Notorious crack kingpin from hip-hop industry faces death

After convicting a notorious crack kingpin with hip-hop industry ties of paying $50,000 (EUR 38,000) to have two rivals gunned down, a jury will now face the question of whether to sentence him to death.

Jurors will return next Tuesday to deliberate Kenneth "Supreme" McGriff's sentence in the same Brooklyn courthouse where another jury imposed the death penalty this week on the killer of two undercover police detectives. It marked the first time a federal defendant had been sentenced to death in New York City since 1954.

At best, McGriff would face a sentence of life in prison without parole.

"We're pretty confident this jury will spare his life," McGriff's lawyer, David Ruhnke, said after his client was found guilty Thursday of murder for hire and drug dealing.

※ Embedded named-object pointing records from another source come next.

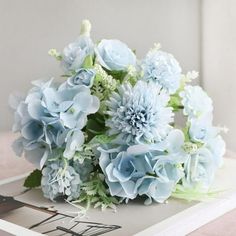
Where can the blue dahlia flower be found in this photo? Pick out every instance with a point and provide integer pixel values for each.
(139, 113)
(163, 69)
(59, 179)
(196, 102)
(115, 55)
(51, 118)
(74, 54)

Acquitted on lesser drugs and weapons charges, McGriff looked back and smiled at his supporters when the verdict was issued, the AP reports.

One victim's mother, Karen Cameron, told reporters outside court that she opposed a death sentence for McGriff. "Death is not the answer," she said.

In the 1980s, McGriff founded the Supreme Team, a notoriously lucrative and ruthless drug crew that became legendary on the same streets in the city's Queens borough that later produced such rap stars as Ja Rule and 50 Cent.

The defense had claimed that after serving several years behind bars for an earlier drug conviction, McGriff went straight in the late 1990s and pursued his dream of producing movies and music by teaming with Irv "Gotti" Lorenzo, a neighborhood friend who headed the successful Murder Inc. record label.

Prosecutors alleged that McGriff, 46, instead resumed his drug dealing operations in New York and Baltimore, and used Murder Inc. to launder more than $1 million in proceeds. After a little-known rapper named E-Money Bags shot and killed one of McGriff's friends in a 1999 dispute, the defendant allegedly paid a Harlem hit team in 2001 to kill the rapper and a second man who McGriff feared might retaliate.

The defense told jurors that both victims were known thugs who were armed when killed. It also argued that the government had built its case on the false testimony of admitted criminals hoping to see their prison time reduced.

McGriff was originally indicted along with Lorenzo and Lorenzo's brother Chris, a Murder Inc. executive. After being granted a separate trial, the brothers were acquitted in 2005 of money-laundering charges.

McGriff succeeded in making a straight-to-video film, "Crime Partners 2000," that featured Ja Rule, Snoop Dogg and Ice-T. The movie, about two hit men, was released in 2001.